Different approaches have been proposed previously for scheduling demand-side battery storage, usually with one of two objectives; alleviating the need for distribution grid reinforcement by managing bi-directional power flows or reducing electricity bills for customers. However, without careful coordination, the potentials of demand-side approaches might not be fulfilled.

Dr. Elizabeth Ratnam from the University of California Berkeley (formerly of the University of Newcastle, Australia) and Professors Steven Weller and Christopher Kellett from the University of Newcastle in Australia investigated two optimization-based algorithms to balance an increase in the operational savings that accrue to residential customers with combined photovoltaic (PV) battery storage systems against management of distribution grid power flows to alleviate voltage rise and other local conditions that necessitate grid reinforcement. The article was published in the International Journal of Electrical Power and Energy Systems.

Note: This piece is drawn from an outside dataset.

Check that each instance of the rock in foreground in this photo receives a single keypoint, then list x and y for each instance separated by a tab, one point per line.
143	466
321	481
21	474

The two optimization-based approaches used are a centralized quadratic program energy-shifting, where selected customers implement a distributor-specified day-ahead battery schedule and a second approach, referred to as local quadratic program energy-shifting, where distributor-specified weights are incorporated into a quadratic program-based algorithm implemented directly by customers to obtain an individual day-ahead battery charge and discharge schedule. The algorithms were applied to load and generation data from 145 Australian residential customers to investigate the customer-distributor benefits of coordinated residential battery scheduling.

The researchers introduced a modeling framework consisting of a dynamical model of a residential energy system and a distribution region described by a directed graph. Residential customers were identified in a specified region and considered ways to coordinate their day-ahead battery schedules under the assumption of a financial policy of net metering.

The two different optimization-based approaches require load and generation forecasts at different locations in the network.  Forecasting is performed by the distributor in the centralized QP case, while in the local QP case the forecasting is done at each residence.  The authors described an approach to emulate imperfect forecasts using historical data.

As a particular application of the techniques presented, the authors investigated the case where the distributor identifies its “weakest link” (via a power flow analysis), which then provides the distribution region of interest and places constraints on the optimization problems.

When assessing the benefits of residential battery scheduling with reference to a 52-week period, the baseline profile exceeded the upper limit for the edge of interest at subgraph forecast constraints of 300KW on 9 days in a year and falls below the lower limit of -150KW on 5 days in the year. It can be said that on most days, subgraph members received a reliable supply of electricity when they do not use or have a battery.

When assessing operational savings accrued to a single subgraph member (i.e., each residence) over a period of 52 weeks denoted by annual savings in $/year, it was seen that local quadratic program energy-shifting may disproportionately penalize some customers when implementing a local quadratic program-based battery schedule.  In fact, using such a localized approach resulted in a few customers seeing additional annual costs.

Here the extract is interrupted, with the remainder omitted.